Pakistan: Protest held against closure of Pak-Iran border in Turbat
Oct 21, 2021
Balochistan [Pakistan], October 21 : A protest was held on Wednesday by businessmen including transporters against the closure of the Pak-Iran border in Turbat city of Kech district in Pakistan's Balochistan province, local media reported.
"Businessmen including transporters staged a protest in front of Turbat Press Club on Wednesday over the closure of the Pak-Iran border and discontinuation of the token system that was used by traders to move oil across the border," The Express Tribune reported.
During the protest, the speakers maintained that the Pak-Iran border is a matter of life and death for them. "Kech district is a border district.

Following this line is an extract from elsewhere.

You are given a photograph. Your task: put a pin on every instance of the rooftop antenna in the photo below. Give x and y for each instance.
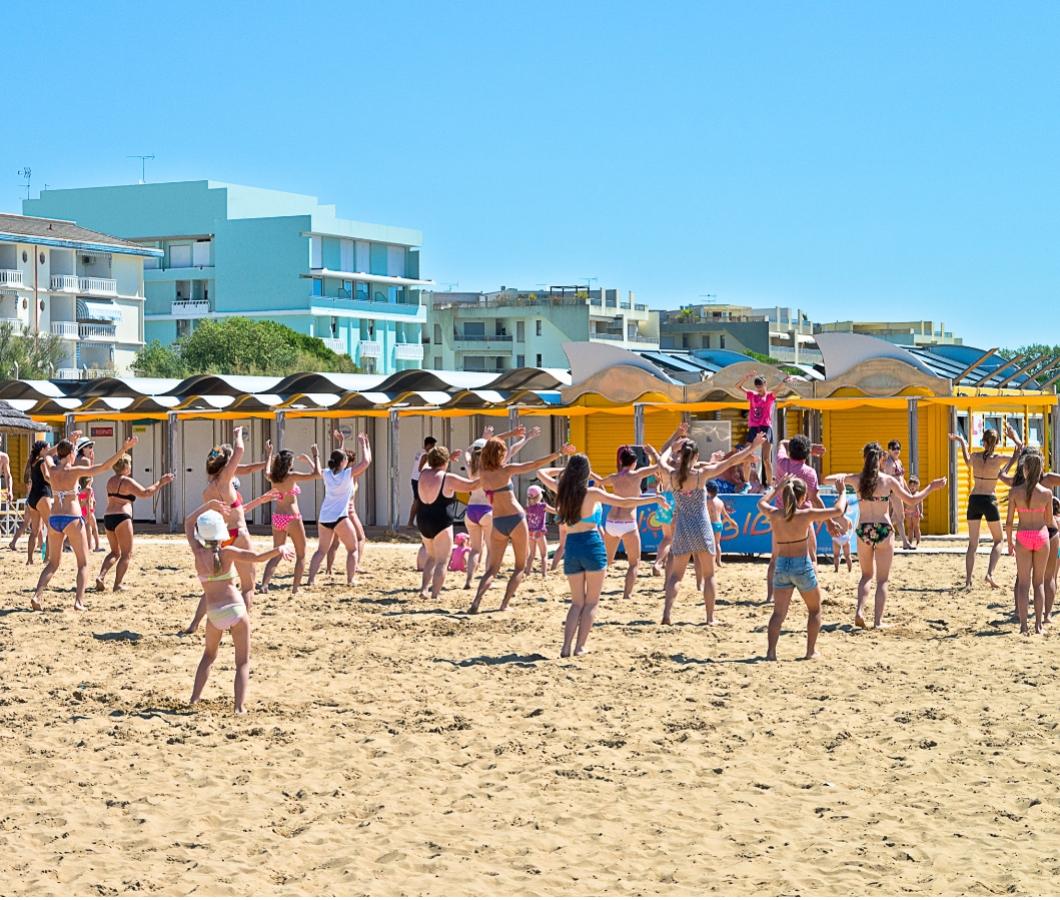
(143, 164)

There are no small or big factories here," they said, adding, "So open the border and cooperate with the poor."
The speakers alleged that the Border Trade Union Kech does not want the border to be reopened for the general public as the union has become a money-making factory for officials, The Express Tribune reported.
Meanwhile, Maulana Hidayatur Rehman Baloch, general secretary of Jamaat-i-Islami's Balochistan chapter, has criticised the closure of the Pak-Iran border and urged the authorities to reopen the border for trade activities, Dawn reported.
While addressing a public meeting in Basima town of Washuk district in which workers of different political parties participated, he announced that he would gather 100,000 people to force the authorities to reopen the border to enable hundreds of thousands of people earn their livelihood.
The JI leader said Balochistan was facing a "martial law despite having a civilian government". He said that the masses were suffering "financial assassination" in the province where drugs could be transported freely but no one was allowed to bring food items from Iran's border towns, Dawn reported.
Urging the masses to stand up against injustices, Maulana Baloch said that an environment of fear and panic had been created in Balochistan to suppress the voices demanding rights for the masses, said the publication.